Dorothea Lange and the Guggenheim Fellowship
Dorothea Lange is the photographer whose portraits of displaced farmers during the Great Depression are one of the greatest influences of documentary photography today.
During this terrible time, Lange photographed the unemployed men and women wandering the country and her photos frequently featured captions which used the would-be-workers’ words.
Her first exhibition in 1934 established her reputation as a skilled documentarian and in 1940 she became the first woman to receive the Guggenheim Fellowship.
Lange’s Early Years
Born in Hoboken, New Jersey, Lange was born Dorothea Nutzhorn and contracted polio at seven-years-old, leaving her with a noticeably weaker right leg and foot. She ended up appreciating the illness later on in life though, saying that it guided, instructed, helped, and humiliated her.

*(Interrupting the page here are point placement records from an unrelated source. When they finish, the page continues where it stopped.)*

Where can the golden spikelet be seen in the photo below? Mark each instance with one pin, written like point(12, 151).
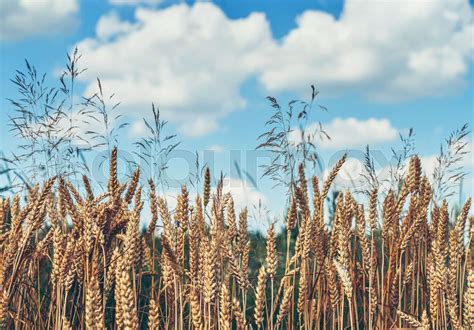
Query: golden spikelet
point(153, 315)
point(224, 307)
point(207, 186)
point(332, 175)
point(271, 258)
point(260, 296)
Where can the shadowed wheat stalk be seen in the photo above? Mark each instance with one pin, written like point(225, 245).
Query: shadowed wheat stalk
point(73, 260)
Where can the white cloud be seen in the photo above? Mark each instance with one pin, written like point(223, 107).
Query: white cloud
point(351, 132)
point(216, 148)
point(191, 61)
point(134, 2)
point(21, 19)
point(110, 26)
point(388, 50)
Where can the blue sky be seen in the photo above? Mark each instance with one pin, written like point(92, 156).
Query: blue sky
point(381, 67)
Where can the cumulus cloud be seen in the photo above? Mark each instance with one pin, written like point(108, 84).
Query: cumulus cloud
point(216, 148)
point(193, 60)
point(21, 19)
point(134, 2)
point(351, 132)
point(388, 50)
point(190, 60)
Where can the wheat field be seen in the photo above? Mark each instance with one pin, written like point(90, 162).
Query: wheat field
point(76, 259)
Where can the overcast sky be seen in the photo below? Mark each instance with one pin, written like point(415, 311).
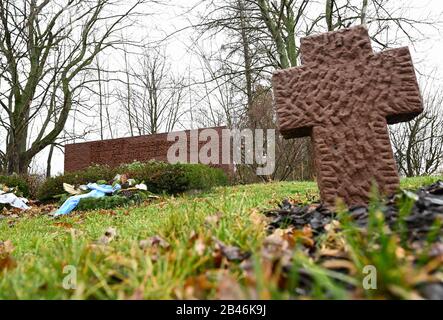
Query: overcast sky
point(427, 54)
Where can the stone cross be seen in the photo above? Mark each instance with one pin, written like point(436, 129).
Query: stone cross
point(343, 97)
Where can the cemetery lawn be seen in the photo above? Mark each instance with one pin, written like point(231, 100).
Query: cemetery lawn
point(183, 260)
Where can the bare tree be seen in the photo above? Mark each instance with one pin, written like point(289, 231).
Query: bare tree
point(263, 35)
point(153, 95)
point(46, 48)
point(418, 144)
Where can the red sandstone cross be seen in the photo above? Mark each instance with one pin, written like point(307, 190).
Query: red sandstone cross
point(344, 96)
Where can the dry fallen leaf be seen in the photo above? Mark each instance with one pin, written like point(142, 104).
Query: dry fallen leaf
point(214, 219)
point(197, 287)
point(108, 236)
point(6, 260)
point(340, 264)
point(155, 241)
point(228, 288)
point(200, 247)
point(230, 252)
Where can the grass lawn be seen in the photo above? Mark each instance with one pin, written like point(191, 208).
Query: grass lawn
point(184, 261)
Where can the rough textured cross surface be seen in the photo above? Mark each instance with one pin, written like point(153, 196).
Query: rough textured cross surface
point(343, 96)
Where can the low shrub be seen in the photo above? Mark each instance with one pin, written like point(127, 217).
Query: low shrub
point(160, 177)
point(16, 181)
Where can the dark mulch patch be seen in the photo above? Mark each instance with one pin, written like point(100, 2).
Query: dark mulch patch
point(427, 207)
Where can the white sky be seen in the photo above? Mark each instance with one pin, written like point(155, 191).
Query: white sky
point(427, 54)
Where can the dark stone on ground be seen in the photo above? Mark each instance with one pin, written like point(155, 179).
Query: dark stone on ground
point(427, 207)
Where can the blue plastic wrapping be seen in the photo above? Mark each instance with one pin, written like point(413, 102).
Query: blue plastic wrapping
point(98, 191)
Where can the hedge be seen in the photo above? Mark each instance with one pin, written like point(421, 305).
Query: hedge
point(160, 177)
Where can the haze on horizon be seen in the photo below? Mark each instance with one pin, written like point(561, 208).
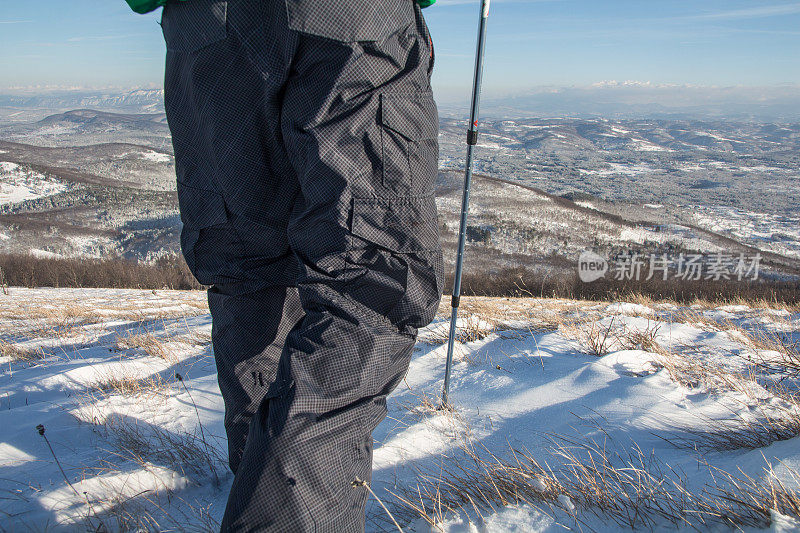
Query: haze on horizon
point(531, 43)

Her parents went through a bitter divorce when Lange was a teenager and she ended up blaming the parting on her father, dropping his name in favour of her mother’s. Although she attended the NY Training School for Teachers in 1913, she decided to pursue photography instead after working for a while in a studio in New York City instead. She went on to study it at Columbia University and cut her teeth apprenticing for big names like Arnold Genthe and Clarence Hudson White.

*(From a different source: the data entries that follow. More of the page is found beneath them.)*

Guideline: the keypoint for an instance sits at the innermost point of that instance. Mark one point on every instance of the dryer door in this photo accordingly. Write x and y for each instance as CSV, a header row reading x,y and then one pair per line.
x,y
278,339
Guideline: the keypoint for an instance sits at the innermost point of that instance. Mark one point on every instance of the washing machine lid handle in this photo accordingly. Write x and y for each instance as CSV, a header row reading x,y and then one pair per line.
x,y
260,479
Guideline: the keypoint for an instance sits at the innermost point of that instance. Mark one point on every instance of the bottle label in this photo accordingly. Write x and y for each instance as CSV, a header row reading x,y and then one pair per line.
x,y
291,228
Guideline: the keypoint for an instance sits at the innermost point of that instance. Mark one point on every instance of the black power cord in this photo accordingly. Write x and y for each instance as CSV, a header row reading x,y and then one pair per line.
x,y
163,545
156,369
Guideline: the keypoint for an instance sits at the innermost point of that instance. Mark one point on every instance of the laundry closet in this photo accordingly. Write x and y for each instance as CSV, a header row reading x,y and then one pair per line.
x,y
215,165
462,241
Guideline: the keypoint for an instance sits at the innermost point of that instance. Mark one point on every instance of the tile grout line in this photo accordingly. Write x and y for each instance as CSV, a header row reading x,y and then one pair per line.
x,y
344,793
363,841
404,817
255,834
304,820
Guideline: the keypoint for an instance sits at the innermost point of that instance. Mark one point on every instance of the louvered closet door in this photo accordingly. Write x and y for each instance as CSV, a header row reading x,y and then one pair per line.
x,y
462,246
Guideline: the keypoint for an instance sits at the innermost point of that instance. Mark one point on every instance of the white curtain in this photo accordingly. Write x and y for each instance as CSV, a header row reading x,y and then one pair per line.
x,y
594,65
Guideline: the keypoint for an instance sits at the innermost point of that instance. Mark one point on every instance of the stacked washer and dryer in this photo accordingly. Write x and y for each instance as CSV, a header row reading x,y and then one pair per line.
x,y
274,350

Luck played as big a role in Lange’s life as it does in smartphone gaming sites and other games of chance we all indulge in, however, and hers took her far away from her hometown. In 1918 she was ensconced in San Francisco, married with two children and running a successful portrait studio.
Lady Luck Steps In Again
Lange first got a taste for documentary travelling around the American Southwest with her husband, the painter Maynard Dixon, photographing Native Americans. As the Great Depression started making its presence known she started training her eye on what she was seeing more of around her, labour strikes and breadlines.
In the early 1930s, Lange met Paul Taylor, and eventually, both left their spouses and started travelling extensively together, documenting images of the rural hardship the country was encountering for the Farm Security Administration. Taylor wrote reports and Lange photographed the men and women they met and her iconic image, Migrant Mother, was captured in this period.

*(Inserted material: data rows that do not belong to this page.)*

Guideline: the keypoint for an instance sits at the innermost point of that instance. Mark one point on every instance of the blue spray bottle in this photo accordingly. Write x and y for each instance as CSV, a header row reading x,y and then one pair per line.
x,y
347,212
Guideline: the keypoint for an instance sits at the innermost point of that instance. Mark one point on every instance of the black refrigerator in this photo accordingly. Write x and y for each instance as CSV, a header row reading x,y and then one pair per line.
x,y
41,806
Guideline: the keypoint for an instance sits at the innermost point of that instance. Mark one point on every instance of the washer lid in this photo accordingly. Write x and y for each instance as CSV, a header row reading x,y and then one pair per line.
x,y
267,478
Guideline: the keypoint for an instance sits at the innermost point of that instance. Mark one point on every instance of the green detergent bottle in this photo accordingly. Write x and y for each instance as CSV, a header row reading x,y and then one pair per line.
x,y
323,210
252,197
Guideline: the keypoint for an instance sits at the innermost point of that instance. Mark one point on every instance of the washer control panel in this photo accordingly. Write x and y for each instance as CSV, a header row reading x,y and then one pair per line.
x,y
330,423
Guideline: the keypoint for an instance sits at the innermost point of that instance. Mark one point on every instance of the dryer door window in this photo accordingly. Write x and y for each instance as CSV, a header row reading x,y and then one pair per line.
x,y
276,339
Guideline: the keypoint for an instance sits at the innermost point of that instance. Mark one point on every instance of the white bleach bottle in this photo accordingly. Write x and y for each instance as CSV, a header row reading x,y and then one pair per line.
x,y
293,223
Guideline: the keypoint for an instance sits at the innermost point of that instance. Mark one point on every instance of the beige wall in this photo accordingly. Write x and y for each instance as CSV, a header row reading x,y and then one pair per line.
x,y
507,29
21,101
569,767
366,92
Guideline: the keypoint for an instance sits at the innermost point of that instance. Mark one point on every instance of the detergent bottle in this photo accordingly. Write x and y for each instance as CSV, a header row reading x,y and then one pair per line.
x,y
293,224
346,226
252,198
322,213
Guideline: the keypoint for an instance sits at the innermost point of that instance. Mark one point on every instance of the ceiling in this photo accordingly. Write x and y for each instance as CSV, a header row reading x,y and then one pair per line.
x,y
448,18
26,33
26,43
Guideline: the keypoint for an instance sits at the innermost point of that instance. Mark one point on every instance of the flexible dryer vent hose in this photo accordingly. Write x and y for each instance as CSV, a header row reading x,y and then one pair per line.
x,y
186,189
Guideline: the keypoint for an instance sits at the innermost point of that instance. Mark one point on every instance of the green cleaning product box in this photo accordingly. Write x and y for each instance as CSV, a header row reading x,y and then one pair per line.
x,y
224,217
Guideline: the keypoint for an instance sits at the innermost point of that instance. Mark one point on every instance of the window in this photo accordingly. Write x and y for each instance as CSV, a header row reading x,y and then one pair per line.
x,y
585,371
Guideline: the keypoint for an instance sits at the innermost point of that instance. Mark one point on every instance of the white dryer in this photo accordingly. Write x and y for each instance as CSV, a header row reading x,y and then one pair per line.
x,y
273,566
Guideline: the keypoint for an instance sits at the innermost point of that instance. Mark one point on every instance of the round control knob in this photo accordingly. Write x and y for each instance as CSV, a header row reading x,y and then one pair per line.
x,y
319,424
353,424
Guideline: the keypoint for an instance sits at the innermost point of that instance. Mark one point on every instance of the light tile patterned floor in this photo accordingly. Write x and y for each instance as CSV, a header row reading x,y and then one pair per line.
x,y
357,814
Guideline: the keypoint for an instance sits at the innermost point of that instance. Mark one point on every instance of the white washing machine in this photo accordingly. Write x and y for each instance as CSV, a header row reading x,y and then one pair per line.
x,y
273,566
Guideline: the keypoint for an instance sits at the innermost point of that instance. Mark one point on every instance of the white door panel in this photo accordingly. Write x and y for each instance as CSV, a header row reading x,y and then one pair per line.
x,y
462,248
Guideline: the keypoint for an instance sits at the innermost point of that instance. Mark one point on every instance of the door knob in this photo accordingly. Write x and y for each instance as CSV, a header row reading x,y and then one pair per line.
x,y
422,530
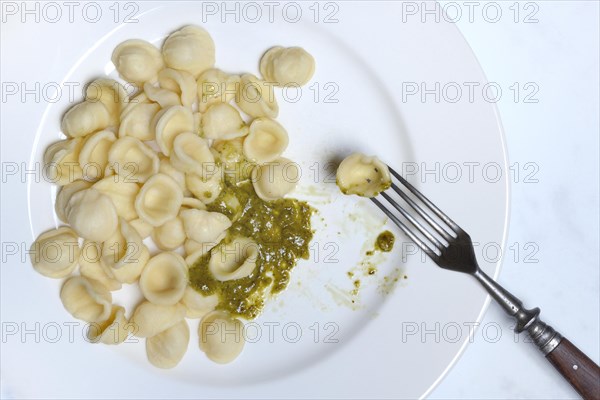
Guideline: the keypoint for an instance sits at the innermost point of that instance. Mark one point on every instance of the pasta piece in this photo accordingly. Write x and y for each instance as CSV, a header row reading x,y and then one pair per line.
x,y
256,97
85,118
135,101
137,121
287,66
197,305
222,121
206,186
124,254
93,157
266,141
159,200
133,160
143,228
197,120
167,168
195,250
234,260
191,154
169,235
151,319
112,331
180,82
92,215
274,180
110,93
204,226
169,123
122,194
363,175
86,300
137,61
61,161
91,267
55,252
164,279
221,337
189,49
236,168
164,97
215,86
64,194
192,202
166,349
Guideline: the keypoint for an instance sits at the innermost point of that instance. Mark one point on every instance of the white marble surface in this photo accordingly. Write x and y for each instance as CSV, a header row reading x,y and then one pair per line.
x,y
559,213
559,135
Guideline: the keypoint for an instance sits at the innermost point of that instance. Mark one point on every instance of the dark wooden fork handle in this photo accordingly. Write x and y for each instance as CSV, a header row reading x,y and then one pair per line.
x,y
581,372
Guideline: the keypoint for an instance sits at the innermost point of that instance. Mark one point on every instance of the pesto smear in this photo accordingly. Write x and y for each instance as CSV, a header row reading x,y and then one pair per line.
x,y
385,241
282,232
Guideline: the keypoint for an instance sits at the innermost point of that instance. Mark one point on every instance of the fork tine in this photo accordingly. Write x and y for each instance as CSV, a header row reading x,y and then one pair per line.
x,y
414,222
427,202
438,228
433,255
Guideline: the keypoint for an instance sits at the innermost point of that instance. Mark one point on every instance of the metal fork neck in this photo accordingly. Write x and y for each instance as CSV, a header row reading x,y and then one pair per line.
x,y
543,335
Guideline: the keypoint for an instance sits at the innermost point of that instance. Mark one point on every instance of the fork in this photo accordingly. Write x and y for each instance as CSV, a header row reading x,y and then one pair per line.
x,y
451,248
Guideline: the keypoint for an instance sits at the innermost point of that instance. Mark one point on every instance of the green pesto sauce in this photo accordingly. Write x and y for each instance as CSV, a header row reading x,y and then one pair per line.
x,y
282,232
385,241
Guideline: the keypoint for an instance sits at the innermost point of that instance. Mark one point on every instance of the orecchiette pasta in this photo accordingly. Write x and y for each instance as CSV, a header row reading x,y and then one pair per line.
x,y
93,156
180,82
143,228
153,165
363,175
62,161
221,337
207,185
85,118
165,98
136,122
191,153
64,195
215,86
169,123
197,305
195,250
135,101
159,200
110,93
112,331
92,215
164,279
189,49
124,254
122,194
150,319
166,349
137,61
274,180
286,66
222,121
256,97
192,202
132,159
91,267
266,141
55,253
169,235
234,260
204,226
86,300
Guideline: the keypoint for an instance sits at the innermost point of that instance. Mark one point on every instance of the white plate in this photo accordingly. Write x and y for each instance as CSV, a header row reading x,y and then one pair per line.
x,y
314,341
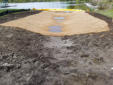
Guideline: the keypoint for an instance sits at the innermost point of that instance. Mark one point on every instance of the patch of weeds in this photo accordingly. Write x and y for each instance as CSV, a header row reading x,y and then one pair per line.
x,y
98,60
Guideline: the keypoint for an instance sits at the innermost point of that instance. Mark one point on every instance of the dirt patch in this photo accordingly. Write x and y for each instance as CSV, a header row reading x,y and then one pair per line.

Taylor would go on to note that Lange’s ability to access the inner worlds of these struggling Americans was thanks to a combination of patience and very careful consideration of whoever she photographed. He described her method of work as consisting of going up to them and looking around her, and, when she spotted something worth documenting, she’d take out her camera and inspect it. If she saw any signs of people becoming uncomfortable, she’d stop and wait until they were more used to her and able to relax and let her work.
In 1941 she was awarded the Guggenheim Fellowship for excellence in photography, but she gave it up after the bombing of Pearl Harbour. This was to take up an assignment from the War Relocation Authority and saw her recording the forced evacuation of Japanese Americans to internment camps.